Agents and Extensibility
| Control | Portal Path | Default | B | R | Reg | Impact |
|---|---|---|---|---|---|---|
| Allowed agent types | Agents > Settings > Allowed agent types | Microsoft, org, and external agent types can be available | Microsoft only or approved org agents | Microsoft plus approved org/partner agents | Minimum approved types only | Controls which classes of agents users can install |
| Agent sharing | Agents > Settings > Sharing | Varies by agent type | Restrict broad sharing | Approved groups only | Restricted with documented exceptions | Governs who can share Agent Builder agents broadly in the tenant |
| Agent user access | Agents > Settings > User access | All users | Approved groups only | Approved groups only | Approved groups only | Limits who can access agents at all |
| Agent Registry lifecycle review | Agents > All agents / Registry | Available | Monthly | Monthly | Weekly | Inventory, block, publish, assign owner, or remove agents |
| Integrated apps / plugins | Settings > Integrated apps | Available | Off unless approved | Review | Off unless approved | Governs add-ins, plugins, and integrated app deployment |
Researcher and Analyst nuance
Researcher and Analyst coexist with agents and inherit agent-related governance capabilities, but Microsoft documents them as part of the core Copilot chat experience.

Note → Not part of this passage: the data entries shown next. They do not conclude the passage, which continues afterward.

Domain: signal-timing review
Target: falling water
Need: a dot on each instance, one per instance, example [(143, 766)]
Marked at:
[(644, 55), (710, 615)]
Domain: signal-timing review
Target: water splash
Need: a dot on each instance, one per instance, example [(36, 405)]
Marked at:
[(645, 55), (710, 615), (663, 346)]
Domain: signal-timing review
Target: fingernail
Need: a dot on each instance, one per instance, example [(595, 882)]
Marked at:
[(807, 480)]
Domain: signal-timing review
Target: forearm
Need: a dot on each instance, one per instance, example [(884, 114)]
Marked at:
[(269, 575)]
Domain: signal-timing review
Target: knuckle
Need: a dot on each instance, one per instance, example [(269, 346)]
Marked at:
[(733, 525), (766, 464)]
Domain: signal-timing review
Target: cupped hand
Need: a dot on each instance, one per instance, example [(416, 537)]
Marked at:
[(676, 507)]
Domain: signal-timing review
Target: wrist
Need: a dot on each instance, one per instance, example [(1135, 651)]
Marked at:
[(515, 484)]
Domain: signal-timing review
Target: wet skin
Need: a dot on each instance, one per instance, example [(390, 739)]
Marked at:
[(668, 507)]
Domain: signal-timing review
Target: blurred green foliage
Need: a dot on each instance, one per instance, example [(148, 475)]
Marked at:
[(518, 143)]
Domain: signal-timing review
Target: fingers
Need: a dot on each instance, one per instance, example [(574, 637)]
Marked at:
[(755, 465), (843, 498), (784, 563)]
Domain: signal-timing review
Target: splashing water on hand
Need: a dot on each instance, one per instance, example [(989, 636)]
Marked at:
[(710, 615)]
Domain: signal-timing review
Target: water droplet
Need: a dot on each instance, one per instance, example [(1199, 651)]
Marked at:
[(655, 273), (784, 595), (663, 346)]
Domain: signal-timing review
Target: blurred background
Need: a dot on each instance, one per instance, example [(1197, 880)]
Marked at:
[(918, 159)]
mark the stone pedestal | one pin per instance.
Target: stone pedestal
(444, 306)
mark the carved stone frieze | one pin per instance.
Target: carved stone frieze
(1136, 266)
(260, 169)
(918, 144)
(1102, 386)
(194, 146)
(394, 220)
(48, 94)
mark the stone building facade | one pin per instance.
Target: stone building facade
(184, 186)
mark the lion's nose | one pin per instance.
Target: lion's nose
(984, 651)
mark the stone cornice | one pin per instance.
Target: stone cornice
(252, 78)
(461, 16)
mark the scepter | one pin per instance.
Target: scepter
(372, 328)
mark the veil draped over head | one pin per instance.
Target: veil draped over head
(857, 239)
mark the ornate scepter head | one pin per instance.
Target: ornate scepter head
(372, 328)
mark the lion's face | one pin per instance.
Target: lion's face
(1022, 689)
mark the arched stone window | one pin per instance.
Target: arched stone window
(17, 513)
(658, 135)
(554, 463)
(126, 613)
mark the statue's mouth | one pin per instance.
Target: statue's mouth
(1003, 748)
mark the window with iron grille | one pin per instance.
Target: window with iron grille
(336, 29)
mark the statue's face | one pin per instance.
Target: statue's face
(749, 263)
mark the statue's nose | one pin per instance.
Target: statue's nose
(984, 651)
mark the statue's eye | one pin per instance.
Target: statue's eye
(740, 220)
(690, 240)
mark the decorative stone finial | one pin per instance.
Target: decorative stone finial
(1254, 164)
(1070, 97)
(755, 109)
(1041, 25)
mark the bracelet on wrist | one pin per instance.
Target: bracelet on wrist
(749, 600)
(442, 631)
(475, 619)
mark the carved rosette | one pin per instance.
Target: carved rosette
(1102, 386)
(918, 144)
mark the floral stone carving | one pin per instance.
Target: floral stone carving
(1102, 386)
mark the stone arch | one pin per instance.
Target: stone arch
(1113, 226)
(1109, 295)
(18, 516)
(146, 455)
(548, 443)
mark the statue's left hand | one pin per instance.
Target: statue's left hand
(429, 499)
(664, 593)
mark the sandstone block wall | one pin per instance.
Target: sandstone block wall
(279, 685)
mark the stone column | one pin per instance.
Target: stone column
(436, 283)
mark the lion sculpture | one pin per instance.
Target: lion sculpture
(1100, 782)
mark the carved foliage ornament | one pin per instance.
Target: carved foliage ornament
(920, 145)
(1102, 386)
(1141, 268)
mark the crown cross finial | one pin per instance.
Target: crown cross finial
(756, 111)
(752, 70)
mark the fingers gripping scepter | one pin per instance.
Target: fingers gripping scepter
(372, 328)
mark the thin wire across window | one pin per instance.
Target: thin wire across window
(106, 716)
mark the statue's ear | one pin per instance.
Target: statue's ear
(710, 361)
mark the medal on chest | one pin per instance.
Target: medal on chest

They do not fall under agent-related settings in the same way as installable agents.
Workload-Specific Controls
| Workload | Primary Path | FSI Note |
|---|---|---|
| Teams meetings | Teams Admin Center > Meetings > Meeting policies | Review recap, transcript, and in-meeting Copilot availability |
| Teams chat and channels | Teams Admin Center > Messaging policies | Pair Copilot availability with supervision and DLP controls |
| Outlook, Word, Excel, PowerPoint | Copilot > Settings > User access plus workload-specific admin controls when surfaced | Validate rollout by user group and regulated use case |
| Viva Insights analytics | Viva Insights / role assignment | Limit access to designated analysts and governance personnel |
Implementation Notes
- Prefer AI Administrator for Copilot and agent administration. Use M365 Global Admin only where Microsoft still requires broader privileges.
- Use Global Reader for read-only review and evidence collection where possible.
- Cloud Policy changes can take up to 90 minutes when policies already exist and up to 24 hours in new policy scenarios.
- New Copilot and agent settings continue to appear over time. Review Message Center updates and re-check this control surface monthly.